Quando todo o comércio foi fechado como medida de restrição, primeiro eu surtei e depois fui buscar investimentos. Chega a ser desesperador. Uma empresa como a minha que fatura mais de R$ 2 milhões em um ano receber uma oferta de empréstimo de R$ 20 mil a R$ 50 mil. Eu não consigo nem arcar com a folha de pagamento de um mês, que dirá conseguir me reestabelecer e projetar estratégias de crescimento para momentos futuros.

Desde o início, optei por não engrossar os números de desemprego que atingem recordes alarmantes.

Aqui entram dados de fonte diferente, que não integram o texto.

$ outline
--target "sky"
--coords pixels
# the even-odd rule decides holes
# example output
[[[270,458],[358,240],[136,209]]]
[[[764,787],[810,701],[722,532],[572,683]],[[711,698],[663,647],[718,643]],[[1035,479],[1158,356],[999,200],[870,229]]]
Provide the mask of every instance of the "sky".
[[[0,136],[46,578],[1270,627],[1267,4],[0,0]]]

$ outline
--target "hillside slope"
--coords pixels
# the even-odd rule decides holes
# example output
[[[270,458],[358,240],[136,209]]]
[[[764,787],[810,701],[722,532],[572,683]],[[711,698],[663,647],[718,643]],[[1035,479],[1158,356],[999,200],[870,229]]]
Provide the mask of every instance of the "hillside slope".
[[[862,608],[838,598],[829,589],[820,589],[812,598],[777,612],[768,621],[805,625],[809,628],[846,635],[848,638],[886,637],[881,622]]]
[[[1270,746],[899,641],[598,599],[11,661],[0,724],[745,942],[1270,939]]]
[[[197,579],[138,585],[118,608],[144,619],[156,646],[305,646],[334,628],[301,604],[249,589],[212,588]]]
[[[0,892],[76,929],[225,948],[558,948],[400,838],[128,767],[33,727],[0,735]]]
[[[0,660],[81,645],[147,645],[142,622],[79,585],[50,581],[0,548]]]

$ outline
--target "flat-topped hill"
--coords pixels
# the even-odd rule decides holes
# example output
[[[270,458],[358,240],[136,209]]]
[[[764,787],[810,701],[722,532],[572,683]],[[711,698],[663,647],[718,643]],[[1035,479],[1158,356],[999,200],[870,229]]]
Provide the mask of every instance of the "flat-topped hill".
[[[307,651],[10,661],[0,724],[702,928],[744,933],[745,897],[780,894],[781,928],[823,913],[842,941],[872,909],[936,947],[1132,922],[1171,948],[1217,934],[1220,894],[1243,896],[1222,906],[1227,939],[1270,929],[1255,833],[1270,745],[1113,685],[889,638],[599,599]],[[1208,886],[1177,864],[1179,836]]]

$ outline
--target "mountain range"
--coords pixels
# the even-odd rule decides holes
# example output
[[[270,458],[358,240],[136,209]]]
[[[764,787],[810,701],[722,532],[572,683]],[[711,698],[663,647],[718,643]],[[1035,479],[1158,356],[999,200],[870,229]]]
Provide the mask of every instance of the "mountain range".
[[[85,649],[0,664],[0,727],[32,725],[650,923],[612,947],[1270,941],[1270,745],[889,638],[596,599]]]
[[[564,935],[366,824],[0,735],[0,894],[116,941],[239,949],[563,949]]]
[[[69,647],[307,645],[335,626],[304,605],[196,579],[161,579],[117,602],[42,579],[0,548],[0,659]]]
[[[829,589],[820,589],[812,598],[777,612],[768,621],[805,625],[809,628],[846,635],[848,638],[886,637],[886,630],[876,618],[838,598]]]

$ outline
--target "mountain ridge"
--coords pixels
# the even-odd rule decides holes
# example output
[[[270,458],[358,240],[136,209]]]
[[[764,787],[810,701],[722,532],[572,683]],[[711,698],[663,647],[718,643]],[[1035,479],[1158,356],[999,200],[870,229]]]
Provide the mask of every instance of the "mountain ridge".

Num momento em que mais da metade da população economicamente ativa do país está desempregada e sem perspectivas reais de conseguir um novo trabalho remunerado, venho equilibrando milhares de pratinhos na tentativa de manter o salário da minha equipe durante este período em que minha empresa já acumula prejuízo de mais R$ 500 mil.

Uma pesquisa do Sebrae com a Fundação Getulio Vargas apontou que apenas 14% dos micros, pequenos e médios empreendedores do país tiveram acesso a crédito oferecidos por programas do governo. Dos R$ 378 bilhões liberados para novos financiamentos, apenas R$ 31 bilhões, segundo a Federação Brasileira dos Bancos, chegaram às mãos dos empresários. Dos outros 86%, 58% tiveram o pedido de crédito negado e o restante, como eu, aguarda há mais de três semanas uma resposta dos bancos. Tempo crucial quando estamos falando de recuperação empresarial.

As medidas de distanciamento social são extremamente necessárias. O que mais agrava o recrudescimento das desigualdades no país é a maneira como o Estado decidiu enfrentar a pandemia. A ausência de um governo efetivo que tome decisões em prol da nação e reconheça a necessidade de estabelecer um recorte de raça e gênero no momento de desenhar políticas publicas urgentes é que nos faz ter ainda mais dificuldades para enfrentar a crise.

Dentre os muitos aprendizados que ficarão desta pandemia um é que o empreendedorismo não é uma fórmula mágica capaz de eliminar o desemprego e transformar o indivíduo em empresário dele mesmo. Numa sociedade neoliberal onde as relações de trabalho são desconstruídas para reduzir custos e diminuir a responsabilidade social do Estado uma pandemia de proporções nunca imagináveis chega para diminuir ainda mais as chances de sobrevivência da parcela mais vulnerável da sociedade.

As mulheres são as mais atingidas pela crise e também peças essenciais para enfrentamento da pandemia. O coronavírus não escolhe vítimas, mas a desigualdade no Brasil, país que insiste em manter vivas as relações coloniais, tem gênero e cor. Quanto mais escura a pele, maiores os desafios. A herança da crise é o agravamento das desigualdades. Serão necessárias medidas efetivas de transferência de renda para promover a recuperação econômica gradual da economia do país.